Jika cinta hanya dengan kata-kata

Jika cinta hanya dengan pengungkapan

Lalu bagaimana dengan kakek nenek yang masih bersama hingga tua renta. Cintanya tak pernah terungkap lewat kata. Tak pernah tergambar melalui ungkapan.

Karena bagi mereka cinta lebih dari sekedar kata. Lebih dari sekedar rangkaian bunga.

Ketika nenek menunggui kakek pulang dari sawah, menyambutnya dengan senyum yang tak pernah pudar sejak awal mereka bersama. Menyiapkan secangkir teh hangat tanpa gula, melepas dahaga. Meski dengan tertatih membukakan pintu. Tapi seperti itulah cinta yang nyata. Yang tak pernah jemu menyemai rasa.

Ketika kakek menunggui nenek yang terbaring lemah di rumah sakit. Tertidur di atas kursi besi sambil menggenggam tangan yang dikasihinya. Hanya berdua. Padahal tubuhnya juga lelah. Tapi baginya itulah cinta yang semestinya.

Saat tubuh tak lagi segagah masa muda, mereka masih saling menjaga. Saat penglihatan mulai mengabur, mereka akan selalu saling menghibur. Saat berjalan pun kembali tertatih, mereka tak pernah letih untuk saling melindungi.

Saat hanya ada mereka berdua di rumah mungil yang mereka bangun bersama. Kata-kata cinta tak lagi berarti banyak. Namun tindakan dan kesetiaan serta penerimaan yang begitu luas, menjadi satu satunya bukti nyata. Bahwa cinta mereka tak termakan usia.
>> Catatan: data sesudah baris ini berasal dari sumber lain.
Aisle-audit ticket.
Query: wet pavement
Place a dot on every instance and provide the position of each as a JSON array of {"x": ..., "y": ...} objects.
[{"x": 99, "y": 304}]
Sampai salah satu diantara mereka pergi lebih dulu. Tak bisa kubayangkan bagaimana jadinya. Si nenek yang tetap menunggu di teras rumah dengan secangkir teh hangat tanpa gula. Meski ia tahu, yang ditunggu pasti tak datang.

Atau si kakek yang sepulang dari sawah, menunggu istrinya membukakan pintu, dengan senyum hangat yang mampu redakan penat. Meski ia tahu, pintunya tidak akan lagi terbuka dari dalam.

Tapi rutinitas itu masih saja dilakukan. Karena bagi mereka, semua masih sama. Tidak akan ada yang berubah.

Yang mereka tahu hanya satu. Bahwa cintanya sudah paten, tidak akan berkurang walau setitik. Rindunya sudah memuncak pada pertemuan abadi di surga kelak.

Begitulah, cintanya sederhana. Sesederhana embun merindu pagi. Sesederhana gerimis menanti pelangi. Sesederhana pantai menunggu ombak. Tapi kau tahu, semua itu mutlak.